November 17, 2009

More comments on Healthcare Fraud

According to a paper published last year by the National Health Care Anti-Fraud Association, there was nearly $2.3 trillion spent on health care in 2007, with somewhere between 3% and 10% ($70 – $230 billion) of that lost to fraud. The federal government estimates annual losses to public insurance plans (Medicare/Medicaid/VA, and the various Federal Employees Insurance Plans) to be somewhere north of $60 billion. Doing the math it appears conceivable that as much or more fraud exists with private insurers as with our current public options.

NHCAA estimates that every $2 million invested in fighting health-care fraud returns $17.3 million in recoveries, court-ordered judgments, denial of bogus claims, and related anti-fraud savings. The average private health insurance company Special Investigative Unit (SIU) has an annual budget between $1.9 and $2 million, employs a fulltime staff of 19, maintains 363 open cases, and worked 791 cases in 2007 (last year for which data was available).
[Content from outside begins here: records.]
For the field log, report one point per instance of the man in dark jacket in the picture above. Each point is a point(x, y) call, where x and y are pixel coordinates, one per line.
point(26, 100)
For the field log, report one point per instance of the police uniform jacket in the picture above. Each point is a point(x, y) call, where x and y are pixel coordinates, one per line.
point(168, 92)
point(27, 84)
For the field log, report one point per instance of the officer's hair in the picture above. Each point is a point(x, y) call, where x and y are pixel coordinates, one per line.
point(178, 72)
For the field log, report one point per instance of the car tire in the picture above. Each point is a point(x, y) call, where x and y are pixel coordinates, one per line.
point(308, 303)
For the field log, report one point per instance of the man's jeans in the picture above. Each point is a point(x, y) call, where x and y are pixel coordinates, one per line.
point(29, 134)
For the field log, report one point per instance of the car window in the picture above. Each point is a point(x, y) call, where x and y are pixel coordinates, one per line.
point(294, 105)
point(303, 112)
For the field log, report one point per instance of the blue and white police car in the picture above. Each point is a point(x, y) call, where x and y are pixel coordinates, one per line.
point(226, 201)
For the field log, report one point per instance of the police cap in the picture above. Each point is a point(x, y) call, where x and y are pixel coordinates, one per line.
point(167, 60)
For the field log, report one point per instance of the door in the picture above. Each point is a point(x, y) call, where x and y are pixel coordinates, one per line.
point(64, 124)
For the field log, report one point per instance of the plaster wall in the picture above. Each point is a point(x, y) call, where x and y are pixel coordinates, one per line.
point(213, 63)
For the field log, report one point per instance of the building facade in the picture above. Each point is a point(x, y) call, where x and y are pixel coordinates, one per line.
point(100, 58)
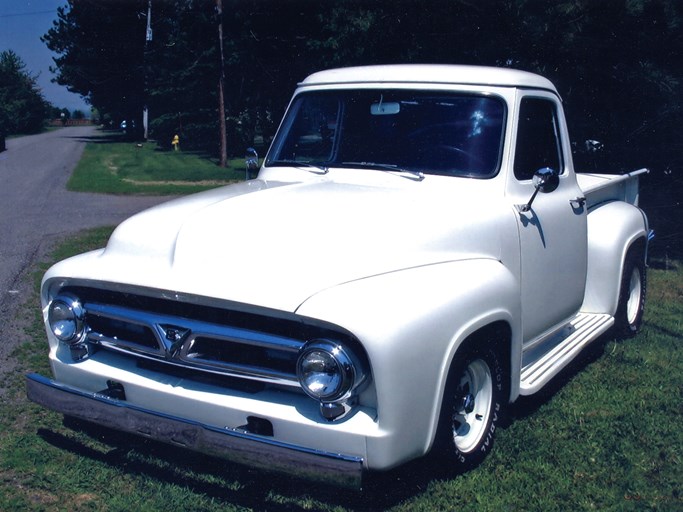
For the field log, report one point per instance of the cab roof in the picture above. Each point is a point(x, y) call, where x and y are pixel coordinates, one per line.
point(430, 74)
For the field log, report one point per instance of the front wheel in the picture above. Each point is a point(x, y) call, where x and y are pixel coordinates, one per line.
point(629, 315)
point(472, 409)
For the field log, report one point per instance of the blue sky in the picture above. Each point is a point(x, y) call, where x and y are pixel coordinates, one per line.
point(22, 22)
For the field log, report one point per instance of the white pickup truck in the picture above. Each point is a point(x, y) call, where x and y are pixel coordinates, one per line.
point(416, 252)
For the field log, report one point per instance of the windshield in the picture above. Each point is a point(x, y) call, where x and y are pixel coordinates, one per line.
point(430, 132)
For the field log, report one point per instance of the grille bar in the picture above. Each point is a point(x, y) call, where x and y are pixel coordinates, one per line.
point(211, 347)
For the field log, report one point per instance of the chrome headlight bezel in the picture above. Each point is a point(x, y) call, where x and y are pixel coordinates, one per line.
point(66, 318)
point(328, 371)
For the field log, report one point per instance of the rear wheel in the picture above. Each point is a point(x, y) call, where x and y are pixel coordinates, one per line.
point(629, 315)
point(472, 409)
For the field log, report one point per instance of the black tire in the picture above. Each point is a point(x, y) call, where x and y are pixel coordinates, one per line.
point(473, 407)
point(628, 319)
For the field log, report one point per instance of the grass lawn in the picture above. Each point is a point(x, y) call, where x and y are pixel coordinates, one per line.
point(606, 436)
point(111, 166)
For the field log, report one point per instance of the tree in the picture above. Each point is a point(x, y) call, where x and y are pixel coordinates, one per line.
point(101, 50)
point(22, 106)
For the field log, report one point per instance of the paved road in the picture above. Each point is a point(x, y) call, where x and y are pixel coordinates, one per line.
point(36, 211)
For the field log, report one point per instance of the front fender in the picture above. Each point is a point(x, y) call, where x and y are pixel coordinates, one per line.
point(612, 229)
point(411, 324)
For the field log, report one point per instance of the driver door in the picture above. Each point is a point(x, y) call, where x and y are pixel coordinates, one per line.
point(553, 247)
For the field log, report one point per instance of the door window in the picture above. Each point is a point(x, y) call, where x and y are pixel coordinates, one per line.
point(538, 140)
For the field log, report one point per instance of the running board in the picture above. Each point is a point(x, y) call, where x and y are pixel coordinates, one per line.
point(545, 360)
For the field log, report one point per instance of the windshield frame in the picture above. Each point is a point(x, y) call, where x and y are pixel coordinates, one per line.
point(278, 157)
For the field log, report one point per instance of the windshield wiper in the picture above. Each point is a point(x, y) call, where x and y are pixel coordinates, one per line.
point(390, 168)
point(309, 166)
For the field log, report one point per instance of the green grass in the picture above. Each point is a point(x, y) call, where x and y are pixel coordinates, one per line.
point(114, 167)
point(606, 436)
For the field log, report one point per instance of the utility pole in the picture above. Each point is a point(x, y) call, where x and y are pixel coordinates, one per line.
point(221, 79)
point(148, 39)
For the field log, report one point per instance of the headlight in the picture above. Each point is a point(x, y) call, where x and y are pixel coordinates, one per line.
point(65, 317)
point(326, 371)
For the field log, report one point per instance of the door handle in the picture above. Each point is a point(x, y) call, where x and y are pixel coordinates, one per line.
point(578, 202)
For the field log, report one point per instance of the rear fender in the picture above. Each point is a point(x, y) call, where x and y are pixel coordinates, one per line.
point(612, 229)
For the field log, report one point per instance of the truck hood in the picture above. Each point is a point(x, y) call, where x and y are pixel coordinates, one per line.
point(275, 244)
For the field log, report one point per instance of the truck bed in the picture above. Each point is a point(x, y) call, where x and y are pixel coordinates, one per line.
point(601, 188)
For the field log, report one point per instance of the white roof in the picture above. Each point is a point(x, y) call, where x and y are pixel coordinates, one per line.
point(431, 74)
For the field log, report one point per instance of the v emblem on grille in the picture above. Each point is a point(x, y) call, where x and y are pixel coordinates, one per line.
point(173, 338)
About 75% of these SIU’s employ forensic data fraud-detection software.

A George Washington University Medical Center paper, released in June, produced figures similar to the NHCAA’s, and detailed fraud schemes used by the offenders. Miscoding or up-coding, double billing, kickbacks, unbundling of procedure charges, forum shopping, ghost patients, unnecessary procedures, and billing for procedures that were never performed the most prevalent.

The paper’s authors called the issue "a systemic problem affecting public and private insurers alike, in the individual market, the employer-sponsored group market and public programs."
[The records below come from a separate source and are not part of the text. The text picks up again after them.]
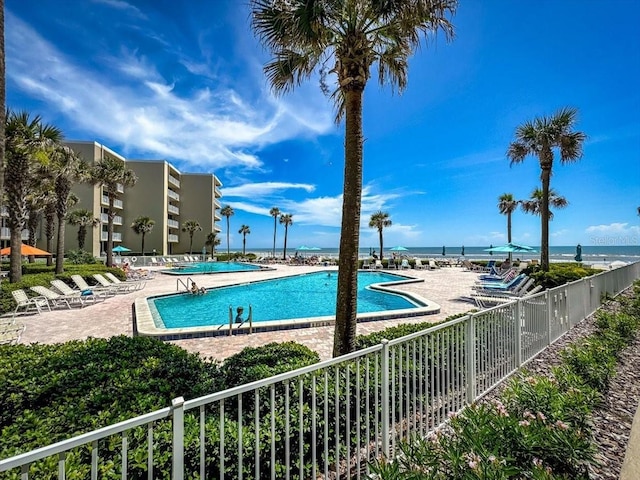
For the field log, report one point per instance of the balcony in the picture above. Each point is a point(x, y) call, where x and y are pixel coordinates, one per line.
point(116, 203)
point(117, 220)
point(174, 181)
point(117, 237)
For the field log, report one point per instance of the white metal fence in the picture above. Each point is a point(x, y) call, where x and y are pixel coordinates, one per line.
point(331, 419)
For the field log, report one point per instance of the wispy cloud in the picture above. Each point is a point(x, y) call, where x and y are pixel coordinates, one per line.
point(206, 128)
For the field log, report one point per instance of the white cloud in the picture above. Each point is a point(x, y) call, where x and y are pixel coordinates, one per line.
point(147, 114)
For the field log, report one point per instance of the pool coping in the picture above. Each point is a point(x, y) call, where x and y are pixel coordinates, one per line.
point(144, 324)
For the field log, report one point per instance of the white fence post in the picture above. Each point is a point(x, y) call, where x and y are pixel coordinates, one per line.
point(177, 404)
point(471, 358)
point(385, 397)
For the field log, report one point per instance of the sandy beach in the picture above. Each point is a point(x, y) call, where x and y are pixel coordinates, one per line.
point(446, 287)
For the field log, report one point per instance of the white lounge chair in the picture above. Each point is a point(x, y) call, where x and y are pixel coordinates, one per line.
point(29, 303)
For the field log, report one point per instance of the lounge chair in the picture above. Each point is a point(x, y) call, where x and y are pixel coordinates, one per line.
point(29, 303)
point(55, 299)
point(134, 284)
point(116, 287)
point(82, 284)
point(89, 296)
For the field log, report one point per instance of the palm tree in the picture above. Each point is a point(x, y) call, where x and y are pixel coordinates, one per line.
point(83, 218)
point(191, 226)
point(350, 36)
point(535, 204)
point(141, 226)
point(212, 241)
point(274, 212)
point(539, 137)
point(65, 169)
point(286, 219)
point(507, 205)
point(28, 143)
point(380, 220)
point(244, 230)
point(111, 173)
point(228, 212)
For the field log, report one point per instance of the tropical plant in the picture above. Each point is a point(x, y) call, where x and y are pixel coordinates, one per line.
point(212, 241)
point(29, 141)
point(275, 213)
point(534, 204)
point(351, 36)
point(141, 226)
point(286, 219)
point(244, 230)
point(111, 173)
point(64, 168)
point(539, 137)
point(379, 221)
point(227, 211)
point(83, 218)
point(191, 227)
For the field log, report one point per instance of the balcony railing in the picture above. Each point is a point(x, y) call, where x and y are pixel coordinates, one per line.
point(331, 419)
point(116, 203)
point(117, 220)
point(117, 237)
point(174, 181)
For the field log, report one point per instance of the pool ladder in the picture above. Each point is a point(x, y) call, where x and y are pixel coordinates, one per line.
point(249, 319)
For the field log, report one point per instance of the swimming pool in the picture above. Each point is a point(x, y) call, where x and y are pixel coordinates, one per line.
point(211, 267)
point(289, 302)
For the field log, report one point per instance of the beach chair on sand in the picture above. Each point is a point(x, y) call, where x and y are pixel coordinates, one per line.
point(66, 290)
point(28, 304)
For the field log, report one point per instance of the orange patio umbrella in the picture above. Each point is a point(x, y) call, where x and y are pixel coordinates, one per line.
point(26, 250)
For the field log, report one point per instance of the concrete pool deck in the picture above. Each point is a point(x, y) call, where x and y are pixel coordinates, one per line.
point(445, 286)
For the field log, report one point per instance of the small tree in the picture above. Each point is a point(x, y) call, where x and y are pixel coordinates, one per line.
point(244, 230)
point(141, 226)
point(286, 219)
point(379, 220)
point(191, 226)
point(83, 218)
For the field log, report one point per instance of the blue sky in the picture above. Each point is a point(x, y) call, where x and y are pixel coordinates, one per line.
point(183, 81)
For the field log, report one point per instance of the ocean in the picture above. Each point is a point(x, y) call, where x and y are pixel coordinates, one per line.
point(604, 254)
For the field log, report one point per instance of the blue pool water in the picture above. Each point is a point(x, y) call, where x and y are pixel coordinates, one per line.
point(300, 296)
point(211, 267)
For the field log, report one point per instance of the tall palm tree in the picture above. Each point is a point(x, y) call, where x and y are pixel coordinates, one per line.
point(191, 227)
point(212, 241)
point(244, 230)
point(83, 218)
point(29, 142)
point(535, 204)
point(227, 211)
point(286, 219)
point(141, 226)
point(110, 173)
point(380, 220)
point(507, 205)
point(65, 168)
point(351, 36)
point(539, 137)
point(275, 213)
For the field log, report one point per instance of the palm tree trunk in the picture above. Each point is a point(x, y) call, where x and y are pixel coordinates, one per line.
point(60, 245)
point(347, 300)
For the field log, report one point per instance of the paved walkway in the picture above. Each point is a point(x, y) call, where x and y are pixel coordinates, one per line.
point(445, 286)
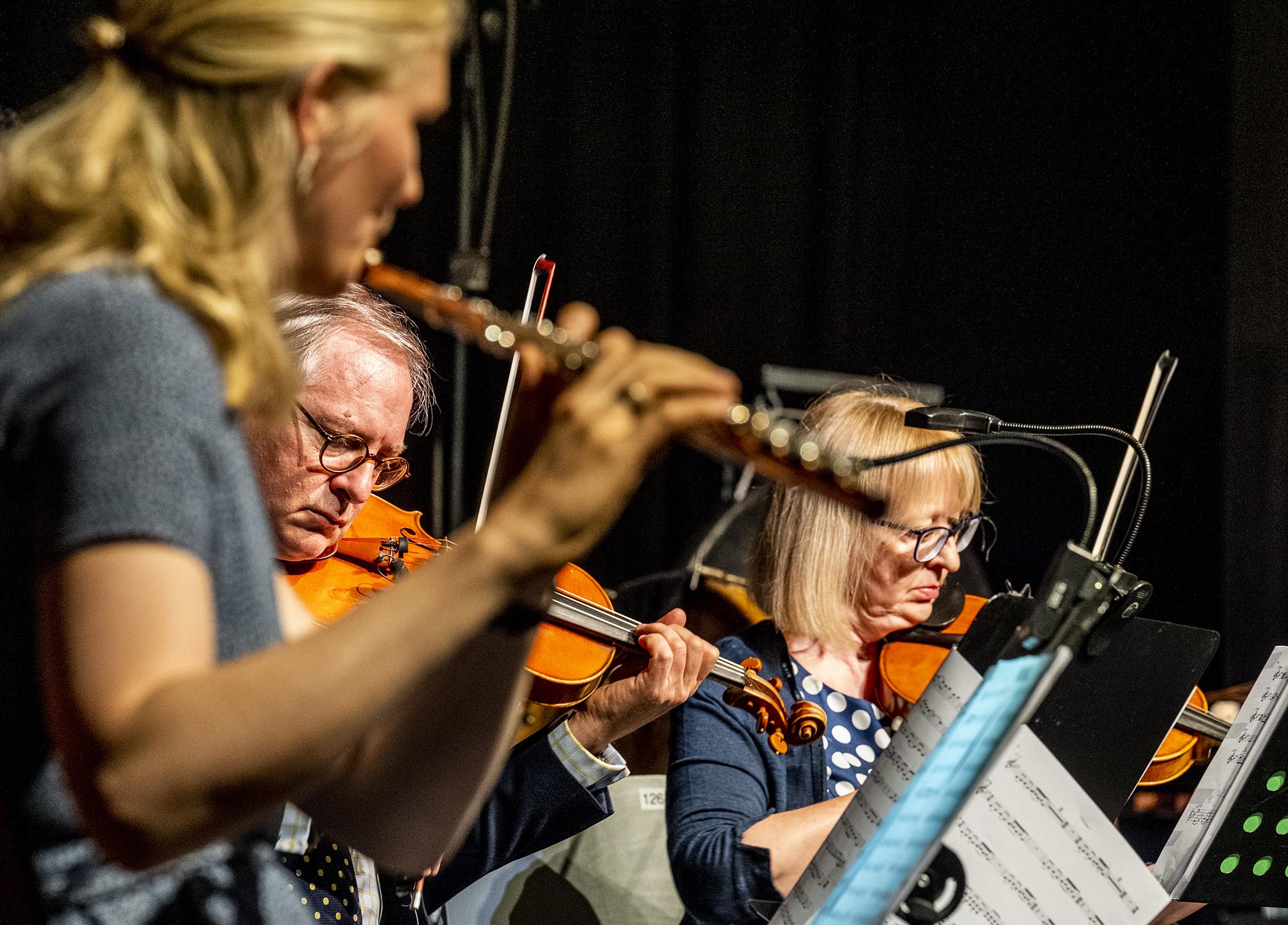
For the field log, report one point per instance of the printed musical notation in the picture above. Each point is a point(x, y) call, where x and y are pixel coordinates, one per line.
point(920, 732)
point(1225, 776)
point(1044, 857)
point(1035, 847)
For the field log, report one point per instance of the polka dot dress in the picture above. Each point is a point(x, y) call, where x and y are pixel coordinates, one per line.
point(325, 885)
point(857, 732)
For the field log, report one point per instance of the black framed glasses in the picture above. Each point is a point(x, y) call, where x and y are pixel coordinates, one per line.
point(346, 452)
point(931, 540)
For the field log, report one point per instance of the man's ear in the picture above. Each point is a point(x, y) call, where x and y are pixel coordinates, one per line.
point(313, 107)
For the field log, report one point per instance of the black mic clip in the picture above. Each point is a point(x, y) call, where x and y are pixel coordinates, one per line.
point(1129, 595)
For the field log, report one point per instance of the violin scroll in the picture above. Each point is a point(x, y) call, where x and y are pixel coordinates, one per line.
point(763, 699)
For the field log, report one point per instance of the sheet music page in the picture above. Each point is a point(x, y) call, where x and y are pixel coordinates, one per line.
point(1037, 849)
point(943, 699)
point(1224, 776)
point(908, 836)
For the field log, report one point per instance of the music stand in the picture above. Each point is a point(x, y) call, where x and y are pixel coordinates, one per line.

Private medical insurance providers are targets for those who would commit fraud. Some fraud is simply opportunistic, and healthcare providers commit a fair share, but the same organized criminals targeting the public payers perpetrate the lion’s share.

Although private insurance fraud probably equals or surpasses the public options, large Medicare and Medicaid fraud convictions get more press. There are several reasons for the publicity disparity. The federal government is required to report fraud in the government programs, and does so in semi-annual reports issued by the U.S. Health and Human Services – Office of the Inspector General (HHS-OIG). The trials of those violating the Federal False Claims Act are held in federal courts, prosecuted by ambitious Assistant U.S. Attorneys eager to see their name in print. Private insurance frauds are generally prosecuted on the state level where the publicity isn’t so splashy.
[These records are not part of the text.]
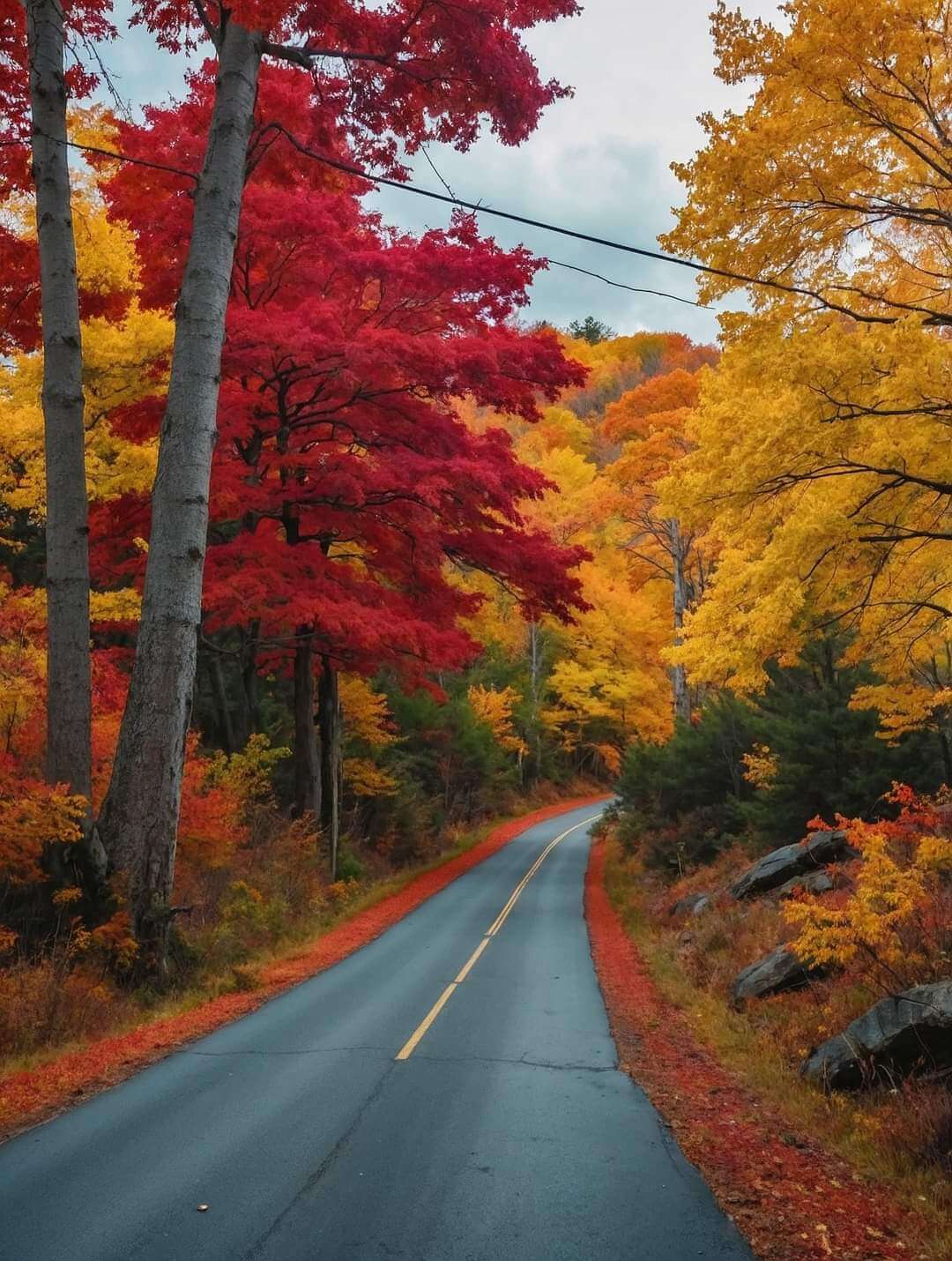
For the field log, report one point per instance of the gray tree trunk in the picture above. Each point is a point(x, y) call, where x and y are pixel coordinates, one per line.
point(679, 677)
point(307, 763)
point(68, 691)
point(141, 811)
point(330, 724)
point(67, 540)
point(219, 694)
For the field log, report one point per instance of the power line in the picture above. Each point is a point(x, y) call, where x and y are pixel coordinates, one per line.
point(477, 207)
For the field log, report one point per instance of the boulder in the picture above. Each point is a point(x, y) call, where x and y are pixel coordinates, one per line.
point(814, 882)
point(896, 1038)
point(790, 862)
point(693, 905)
point(777, 971)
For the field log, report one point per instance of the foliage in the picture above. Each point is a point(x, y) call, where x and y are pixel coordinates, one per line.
point(750, 770)
point(893, 923)
point(591, 329)
point(829, 504)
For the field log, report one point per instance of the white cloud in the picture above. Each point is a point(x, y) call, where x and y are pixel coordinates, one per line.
point(599, 161)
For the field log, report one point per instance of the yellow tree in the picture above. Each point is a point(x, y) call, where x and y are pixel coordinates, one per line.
point(823, 466)
point(651, 422)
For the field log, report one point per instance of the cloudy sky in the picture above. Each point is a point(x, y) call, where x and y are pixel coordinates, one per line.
point(599, 163)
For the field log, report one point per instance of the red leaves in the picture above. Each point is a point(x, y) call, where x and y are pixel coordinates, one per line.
point(343, 480)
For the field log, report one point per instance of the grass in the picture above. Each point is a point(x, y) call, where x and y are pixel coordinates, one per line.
point(141, 1026)
point(875, 1132)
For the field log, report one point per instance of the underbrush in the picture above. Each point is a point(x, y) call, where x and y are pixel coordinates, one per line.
point(246, 906)
point(899, 1132)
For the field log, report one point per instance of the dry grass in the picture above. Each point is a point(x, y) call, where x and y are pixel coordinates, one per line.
point(899, 1137)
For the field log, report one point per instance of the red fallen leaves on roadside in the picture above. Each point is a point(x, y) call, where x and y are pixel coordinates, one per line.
point(793, 1201)
point(34, 1094)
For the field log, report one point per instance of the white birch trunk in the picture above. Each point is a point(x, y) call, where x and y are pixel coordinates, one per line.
point(68, 689)
point(679, 677)
point(331, 750)
point(141, 811)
The private insurers themselves account for at least a portion of fraudulent activities reported. Earlier this year two South Carolina Blue Cross/Blue Shield employees received short prison sentences for falsely submitting phony medical reimbursement claims and reaping a portion of the rewards.

The Government Accounting Office (GAO) issued a report in 1999 titled “Improprieties by Contractors Compromised Medicare Program Integrity.” Culpable Medicare contractors were identified and their fraudulent actions detailed. The report authors found, since 1993, that criminal or civil actions have been taken against at least six contractors resulting from fraudulent actions while under contract with Medicare. BCBS was the largest offender, with subsidiaries in Alabama, California, Florida, Illinois, Massachusetts, Michigan, and Pennsylvania among those listed as having fleeced the system out of millions of dollars by falsifying or altering documentation. Many of the prosecutions were the result of whistleblowers within the BCBS organizations.

Certainly all of this shows that the problem of healthcare fraud is pervasive, widespread and probably under reported; that incompetence is endemic within the claims systems, both public and private, but more than anything it indicates that monitoring should be improved and enforcement enhanced. Assigning the fox to guard the henhouse is proving to be a dangerous option.

It leaves me wondering how anything that will safeguard taxpayer money will be accomplished with the practices of proprietary private industry and the multitude of carriers, both small and large. The fragmentation and lack of a central database is a glaring loophole in the enforcement system, allowing offenders to game the system. Perhaps, for this reason alone, it points to the validity of a government run (or managed) central health insurance claims center… or even a (Gasp!) single-payer option.